Subscription businesses often have contracts that are set to agreed upon terms, as in they will be renewed or canceled after a specified period of time. Typically, when these renewal periods happen, there are opportunities for renegotiations of the contracts with existing customers, in which companies may look to change some elements of those contracts such as price, billing period, contract length, or any number of various options. In order to successfully introduce changes to contracts during these renewal periods, there is a process you should consider.
A good way to approach contract negotiations for increasing cost is by focusing on the value, or actual price-driver of your product or service. The price driver can be any number of things, including seats, features, transactions, KPIs, or various caps. If you are approaching a conversation about a change in pricing, it can likely correspond to a change in the price driver itself. If your customers want to continue to subscribe to your products or services, they are obviously happy with what you offer - meaning they should be willing to pay for it.
When it comes to other changes, such as payment periods or contract lengths, it's important to outline any benefits that would occur from the changes. Positioning the changes as being advantageous to your customer may make them more open to them.
Introducing changes to contracts can put your customer loyalty to the test.
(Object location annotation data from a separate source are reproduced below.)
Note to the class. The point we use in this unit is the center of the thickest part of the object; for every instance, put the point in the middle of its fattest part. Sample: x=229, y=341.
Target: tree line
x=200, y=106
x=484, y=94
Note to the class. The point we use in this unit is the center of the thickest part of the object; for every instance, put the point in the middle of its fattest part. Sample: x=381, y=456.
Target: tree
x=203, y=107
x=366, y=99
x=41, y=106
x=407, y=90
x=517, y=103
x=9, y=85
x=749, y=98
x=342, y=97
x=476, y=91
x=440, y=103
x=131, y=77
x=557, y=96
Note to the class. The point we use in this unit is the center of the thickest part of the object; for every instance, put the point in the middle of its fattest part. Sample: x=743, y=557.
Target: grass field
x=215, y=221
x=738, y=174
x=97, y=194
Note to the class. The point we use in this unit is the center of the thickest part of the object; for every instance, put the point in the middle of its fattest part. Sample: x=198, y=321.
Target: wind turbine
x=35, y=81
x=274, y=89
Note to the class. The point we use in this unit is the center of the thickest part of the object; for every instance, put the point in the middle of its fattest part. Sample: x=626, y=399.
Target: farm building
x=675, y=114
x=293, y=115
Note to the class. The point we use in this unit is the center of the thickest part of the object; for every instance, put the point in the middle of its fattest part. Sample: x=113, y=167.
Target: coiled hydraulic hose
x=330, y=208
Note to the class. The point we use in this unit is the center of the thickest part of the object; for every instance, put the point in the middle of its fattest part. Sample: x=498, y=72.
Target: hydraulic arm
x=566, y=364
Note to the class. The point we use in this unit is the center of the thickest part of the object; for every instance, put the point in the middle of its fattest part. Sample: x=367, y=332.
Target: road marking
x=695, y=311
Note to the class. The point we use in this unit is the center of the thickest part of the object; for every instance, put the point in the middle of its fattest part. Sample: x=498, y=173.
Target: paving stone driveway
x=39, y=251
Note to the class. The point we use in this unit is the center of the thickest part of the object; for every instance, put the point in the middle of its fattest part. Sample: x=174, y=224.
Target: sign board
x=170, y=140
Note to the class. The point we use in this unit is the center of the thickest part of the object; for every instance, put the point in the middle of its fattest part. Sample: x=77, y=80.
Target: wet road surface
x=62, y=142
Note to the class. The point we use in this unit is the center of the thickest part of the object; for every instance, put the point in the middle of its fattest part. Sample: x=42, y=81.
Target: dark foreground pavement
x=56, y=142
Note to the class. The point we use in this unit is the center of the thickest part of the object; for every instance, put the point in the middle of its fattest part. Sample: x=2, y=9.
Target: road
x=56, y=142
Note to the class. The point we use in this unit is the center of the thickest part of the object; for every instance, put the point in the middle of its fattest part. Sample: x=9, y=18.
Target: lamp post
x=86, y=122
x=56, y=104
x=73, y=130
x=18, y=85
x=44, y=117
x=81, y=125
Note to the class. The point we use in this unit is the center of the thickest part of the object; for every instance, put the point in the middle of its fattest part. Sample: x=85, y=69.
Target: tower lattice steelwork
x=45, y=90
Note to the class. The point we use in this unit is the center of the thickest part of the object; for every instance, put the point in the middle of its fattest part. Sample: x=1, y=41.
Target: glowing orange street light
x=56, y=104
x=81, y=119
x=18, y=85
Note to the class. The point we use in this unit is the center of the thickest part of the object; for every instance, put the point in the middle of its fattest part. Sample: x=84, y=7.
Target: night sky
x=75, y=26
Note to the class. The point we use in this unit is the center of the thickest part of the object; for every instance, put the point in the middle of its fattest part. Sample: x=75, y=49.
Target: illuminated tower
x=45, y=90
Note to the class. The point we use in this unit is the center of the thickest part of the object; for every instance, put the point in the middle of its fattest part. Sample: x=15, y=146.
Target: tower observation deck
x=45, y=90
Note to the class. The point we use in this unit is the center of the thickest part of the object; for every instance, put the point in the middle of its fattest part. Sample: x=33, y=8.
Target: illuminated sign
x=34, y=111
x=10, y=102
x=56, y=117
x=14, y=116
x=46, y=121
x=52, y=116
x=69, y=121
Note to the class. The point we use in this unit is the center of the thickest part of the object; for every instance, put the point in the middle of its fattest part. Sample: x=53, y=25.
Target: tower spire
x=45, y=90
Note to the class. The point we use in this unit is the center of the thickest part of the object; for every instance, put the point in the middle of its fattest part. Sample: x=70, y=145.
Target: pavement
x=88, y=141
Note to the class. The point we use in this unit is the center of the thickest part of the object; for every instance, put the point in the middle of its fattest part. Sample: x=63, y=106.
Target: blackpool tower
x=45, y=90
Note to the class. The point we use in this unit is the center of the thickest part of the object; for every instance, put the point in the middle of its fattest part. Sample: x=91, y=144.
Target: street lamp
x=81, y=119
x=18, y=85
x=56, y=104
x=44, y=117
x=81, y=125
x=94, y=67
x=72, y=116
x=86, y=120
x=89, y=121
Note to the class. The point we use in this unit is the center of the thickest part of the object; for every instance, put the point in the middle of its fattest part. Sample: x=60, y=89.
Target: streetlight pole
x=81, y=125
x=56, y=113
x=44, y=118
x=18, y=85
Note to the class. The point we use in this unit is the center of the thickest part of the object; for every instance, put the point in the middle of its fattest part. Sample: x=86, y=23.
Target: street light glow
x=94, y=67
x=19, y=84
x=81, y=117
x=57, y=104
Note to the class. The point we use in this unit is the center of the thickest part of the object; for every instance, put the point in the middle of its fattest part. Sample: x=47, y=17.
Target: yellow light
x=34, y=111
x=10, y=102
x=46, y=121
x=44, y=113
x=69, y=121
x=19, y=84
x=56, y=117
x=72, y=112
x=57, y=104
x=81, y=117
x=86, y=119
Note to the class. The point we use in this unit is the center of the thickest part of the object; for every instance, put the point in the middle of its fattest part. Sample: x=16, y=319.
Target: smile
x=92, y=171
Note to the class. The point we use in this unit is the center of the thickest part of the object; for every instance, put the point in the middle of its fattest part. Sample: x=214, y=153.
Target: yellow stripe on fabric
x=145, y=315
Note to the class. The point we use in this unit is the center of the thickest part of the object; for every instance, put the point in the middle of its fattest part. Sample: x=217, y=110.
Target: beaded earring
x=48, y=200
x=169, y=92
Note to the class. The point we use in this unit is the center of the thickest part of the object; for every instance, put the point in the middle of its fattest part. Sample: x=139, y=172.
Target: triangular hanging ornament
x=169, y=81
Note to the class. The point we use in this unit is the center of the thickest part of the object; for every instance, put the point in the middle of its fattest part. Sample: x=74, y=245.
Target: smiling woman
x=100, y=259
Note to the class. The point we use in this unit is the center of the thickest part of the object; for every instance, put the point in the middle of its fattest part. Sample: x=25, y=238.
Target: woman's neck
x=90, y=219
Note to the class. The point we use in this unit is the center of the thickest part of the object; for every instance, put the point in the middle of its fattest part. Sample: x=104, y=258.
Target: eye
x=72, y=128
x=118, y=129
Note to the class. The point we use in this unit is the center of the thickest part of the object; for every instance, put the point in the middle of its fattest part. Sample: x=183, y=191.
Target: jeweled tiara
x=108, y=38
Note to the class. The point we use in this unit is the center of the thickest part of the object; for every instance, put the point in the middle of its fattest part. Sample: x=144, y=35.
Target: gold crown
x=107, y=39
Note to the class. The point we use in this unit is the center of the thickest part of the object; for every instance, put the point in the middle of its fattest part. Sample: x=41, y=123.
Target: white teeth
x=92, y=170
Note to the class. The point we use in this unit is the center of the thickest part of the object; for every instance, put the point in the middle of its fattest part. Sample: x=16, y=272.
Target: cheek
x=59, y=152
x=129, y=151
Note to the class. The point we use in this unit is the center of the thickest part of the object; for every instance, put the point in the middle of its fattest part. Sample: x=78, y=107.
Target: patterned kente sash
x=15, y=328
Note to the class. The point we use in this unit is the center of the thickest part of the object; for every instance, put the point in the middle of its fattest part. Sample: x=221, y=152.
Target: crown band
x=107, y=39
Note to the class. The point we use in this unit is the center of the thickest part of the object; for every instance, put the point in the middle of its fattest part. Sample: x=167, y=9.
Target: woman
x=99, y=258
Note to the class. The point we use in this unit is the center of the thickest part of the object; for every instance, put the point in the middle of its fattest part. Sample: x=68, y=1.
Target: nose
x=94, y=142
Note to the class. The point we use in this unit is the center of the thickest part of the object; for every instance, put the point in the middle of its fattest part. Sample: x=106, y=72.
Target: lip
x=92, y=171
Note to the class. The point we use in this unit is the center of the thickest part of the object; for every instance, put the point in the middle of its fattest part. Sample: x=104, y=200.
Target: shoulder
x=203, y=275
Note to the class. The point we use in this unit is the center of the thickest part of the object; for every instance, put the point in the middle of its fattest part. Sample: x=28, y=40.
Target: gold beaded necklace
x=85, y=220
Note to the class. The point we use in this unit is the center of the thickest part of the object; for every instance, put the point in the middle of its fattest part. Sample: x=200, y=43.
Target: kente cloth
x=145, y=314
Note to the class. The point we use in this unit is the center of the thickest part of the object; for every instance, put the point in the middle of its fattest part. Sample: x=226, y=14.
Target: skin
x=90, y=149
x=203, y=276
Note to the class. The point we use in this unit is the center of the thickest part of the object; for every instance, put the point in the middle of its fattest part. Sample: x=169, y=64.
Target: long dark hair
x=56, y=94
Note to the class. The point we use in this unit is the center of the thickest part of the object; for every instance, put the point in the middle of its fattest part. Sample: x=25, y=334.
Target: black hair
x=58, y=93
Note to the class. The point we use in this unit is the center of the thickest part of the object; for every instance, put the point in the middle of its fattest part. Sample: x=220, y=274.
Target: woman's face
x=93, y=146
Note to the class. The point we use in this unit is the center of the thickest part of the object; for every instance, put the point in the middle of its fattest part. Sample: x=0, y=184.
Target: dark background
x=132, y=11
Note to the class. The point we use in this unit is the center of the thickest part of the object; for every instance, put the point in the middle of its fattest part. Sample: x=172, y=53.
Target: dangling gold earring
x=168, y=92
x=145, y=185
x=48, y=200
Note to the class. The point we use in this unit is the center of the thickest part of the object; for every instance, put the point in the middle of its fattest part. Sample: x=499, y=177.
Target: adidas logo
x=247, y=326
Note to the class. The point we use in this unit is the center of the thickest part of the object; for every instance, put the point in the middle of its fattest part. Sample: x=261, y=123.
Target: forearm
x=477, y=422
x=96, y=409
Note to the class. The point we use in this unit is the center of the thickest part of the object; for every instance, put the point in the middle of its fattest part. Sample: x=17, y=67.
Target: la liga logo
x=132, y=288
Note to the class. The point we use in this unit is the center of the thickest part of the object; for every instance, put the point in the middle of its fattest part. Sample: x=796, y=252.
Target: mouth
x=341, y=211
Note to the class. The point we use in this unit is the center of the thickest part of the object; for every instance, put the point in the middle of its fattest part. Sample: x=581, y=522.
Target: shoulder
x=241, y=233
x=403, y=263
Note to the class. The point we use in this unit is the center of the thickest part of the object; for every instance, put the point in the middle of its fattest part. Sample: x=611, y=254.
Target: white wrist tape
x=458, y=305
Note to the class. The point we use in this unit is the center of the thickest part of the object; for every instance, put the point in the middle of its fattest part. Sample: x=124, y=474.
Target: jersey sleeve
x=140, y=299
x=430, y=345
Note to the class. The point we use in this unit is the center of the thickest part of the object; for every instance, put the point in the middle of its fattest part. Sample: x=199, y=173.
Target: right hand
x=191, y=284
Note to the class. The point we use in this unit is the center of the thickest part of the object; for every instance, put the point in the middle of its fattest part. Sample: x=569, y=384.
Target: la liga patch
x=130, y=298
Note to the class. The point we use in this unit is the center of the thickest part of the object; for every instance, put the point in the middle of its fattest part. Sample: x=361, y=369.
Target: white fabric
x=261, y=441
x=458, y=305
That's why it's important to have good customer service in place beforehand, as well as have an understanding of customer usage data, and other metrics that can give you an indication of customer sentiment, satisfaction, and need, before you reach the renewal period.
You should take into consideration what loyalty means for your bottom line, and what increased customer lifetime value (CLV) does for your future revenue and cash flow. Securing contract renewal will likely also have a greater return on investment than the costs associated with procuring new customers.
In this case, think about what value your company gets from keeping a customer loyal.
While the best way to ensure you get a fair deal out of a contract renegotiation with an existing customer is to have a good contract to begin with, you should be considering what precedent you set with future negotiations or even other customers. It's natural that a customer may play hardball, look for deals, or want special treatment (more often in the case of the enterprise customers), and it can be tempting to concede, just to keep the business.
But you also have to consider the precedent you set for this customer for the future, and their ability to take advantage of you in the contract negotiation period. You never want to find yourself in a position where you aren't actually making a profit from your customer, or you don't have the liquidity you need for your own operational costs. In some cases, subscriptions businesses do well with customer referrals and network affiliations for sales. But if your customers are telling other businesses what a great deal they were able to negotiate, you can find even new customers, or your other existing customers, will look to shake you down.
Contract renewals are crucial for subscription businesses to secure recurring revenue and reduce customer acquisition costs, while improving customer lifetime value. Think about the value you provide your customers, what their loyalty is worth, and the importance of the precedent you set when in renegotiation of contracts.